Sur le graphique des migrations internationales des non-Belges, le tracé de la courbe s’élève brusquement à partir de la fin des années 1990: pratiquée à grande échelle après la Seconde Guerre mondiale pour attirer des travailleurs, l’immigration des étrangers en Belgique a recommencé à croître fortement à partir de ce moment, après une période plus calme. Depuis lors, cette tendance ne s’est pas démentie. Ainsi, en 2021, 165 534 personnes sont arrivées dans le pays dans le cadre d’une immigration, tandis qu’en sens inverse, 107 416 le quittaient. A la fin de l’année 2021 – dernières données disponibles – 58 118 personnes supplémentaires se trouvaient donc officiellement à l’intérieur des frontières du royaume.

Les demandeurs d’asile ne représentent qu’une minorité des immigrations enregistrées.

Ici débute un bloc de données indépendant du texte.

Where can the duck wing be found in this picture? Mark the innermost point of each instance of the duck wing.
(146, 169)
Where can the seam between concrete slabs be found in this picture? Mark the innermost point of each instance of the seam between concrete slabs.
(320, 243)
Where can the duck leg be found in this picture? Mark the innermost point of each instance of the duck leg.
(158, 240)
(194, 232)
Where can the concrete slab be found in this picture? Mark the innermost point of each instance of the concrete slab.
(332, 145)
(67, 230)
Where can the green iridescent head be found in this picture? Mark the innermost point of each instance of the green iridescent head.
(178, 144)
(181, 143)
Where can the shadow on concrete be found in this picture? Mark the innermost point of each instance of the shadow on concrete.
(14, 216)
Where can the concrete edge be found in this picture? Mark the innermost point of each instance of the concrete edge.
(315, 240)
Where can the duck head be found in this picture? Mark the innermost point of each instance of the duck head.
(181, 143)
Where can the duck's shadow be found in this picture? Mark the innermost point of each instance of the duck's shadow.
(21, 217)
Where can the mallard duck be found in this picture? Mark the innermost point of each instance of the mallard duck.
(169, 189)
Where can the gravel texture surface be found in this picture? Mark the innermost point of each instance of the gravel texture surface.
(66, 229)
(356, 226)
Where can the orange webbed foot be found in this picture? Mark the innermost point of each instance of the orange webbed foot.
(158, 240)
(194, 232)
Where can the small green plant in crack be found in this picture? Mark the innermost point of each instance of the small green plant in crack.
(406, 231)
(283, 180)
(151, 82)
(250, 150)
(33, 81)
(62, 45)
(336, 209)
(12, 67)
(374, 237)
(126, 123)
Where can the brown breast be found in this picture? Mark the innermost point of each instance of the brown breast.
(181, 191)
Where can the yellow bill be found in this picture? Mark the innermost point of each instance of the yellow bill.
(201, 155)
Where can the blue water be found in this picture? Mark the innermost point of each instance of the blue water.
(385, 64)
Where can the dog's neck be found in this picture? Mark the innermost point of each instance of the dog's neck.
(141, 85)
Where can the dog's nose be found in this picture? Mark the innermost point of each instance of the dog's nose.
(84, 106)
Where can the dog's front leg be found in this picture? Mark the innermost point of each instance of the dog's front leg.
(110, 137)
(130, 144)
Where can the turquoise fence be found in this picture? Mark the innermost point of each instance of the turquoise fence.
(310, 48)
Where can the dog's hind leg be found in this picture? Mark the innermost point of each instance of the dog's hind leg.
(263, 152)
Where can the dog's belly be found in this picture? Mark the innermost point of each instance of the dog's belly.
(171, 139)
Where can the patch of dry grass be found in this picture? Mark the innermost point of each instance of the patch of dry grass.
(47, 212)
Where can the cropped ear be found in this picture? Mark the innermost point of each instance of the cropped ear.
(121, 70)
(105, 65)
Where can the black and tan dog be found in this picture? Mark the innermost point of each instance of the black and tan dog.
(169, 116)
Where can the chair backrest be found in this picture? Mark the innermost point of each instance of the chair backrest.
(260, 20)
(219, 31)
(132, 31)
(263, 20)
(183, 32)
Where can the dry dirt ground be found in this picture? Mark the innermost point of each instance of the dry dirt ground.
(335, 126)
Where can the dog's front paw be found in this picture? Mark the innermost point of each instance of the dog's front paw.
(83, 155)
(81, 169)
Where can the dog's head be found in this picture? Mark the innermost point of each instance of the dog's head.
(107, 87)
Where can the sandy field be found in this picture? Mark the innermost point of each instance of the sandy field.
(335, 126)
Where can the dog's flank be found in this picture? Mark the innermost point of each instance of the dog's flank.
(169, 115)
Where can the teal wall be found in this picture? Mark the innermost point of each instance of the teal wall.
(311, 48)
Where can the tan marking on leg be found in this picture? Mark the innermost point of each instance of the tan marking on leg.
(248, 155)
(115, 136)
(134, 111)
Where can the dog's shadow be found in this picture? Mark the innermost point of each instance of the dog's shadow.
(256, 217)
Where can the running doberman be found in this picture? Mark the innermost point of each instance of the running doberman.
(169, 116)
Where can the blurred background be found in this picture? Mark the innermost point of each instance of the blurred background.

«La population belge augmente chaque année de quelque 0,5% en moyenne», relève Sophie Vause, démographe chez Myria, le centre fédéral Migration. Cette augmentation est due à la fois au nombre de naissances, plus élevé que celui des décès, et à l’arrivée d’immigrants. Jusqu’en 2019, ces deux soldes étaient positifs, même si la croissance de la population tenait davantage des flux migratoires que de l’arrivée de nouveaux chérubins. En 2020, en revanche, à la suite de la pandémie de coronavirus et de la surmortalité qu’elle a déclenchée, les décès ont dépassé les naissances en Belgique. «En 2021, le solde naturel était à nouveau positif, observe Sophie Vause. Mais à l’avenir, selon les projections du Bureau du plan, les naissances diminueront. La croissance de la population ne s’appuiera donc que sur l’arrivée d’immigrants. En Allemagne et en Espagne, c’est le cas depuis plusieurs années.»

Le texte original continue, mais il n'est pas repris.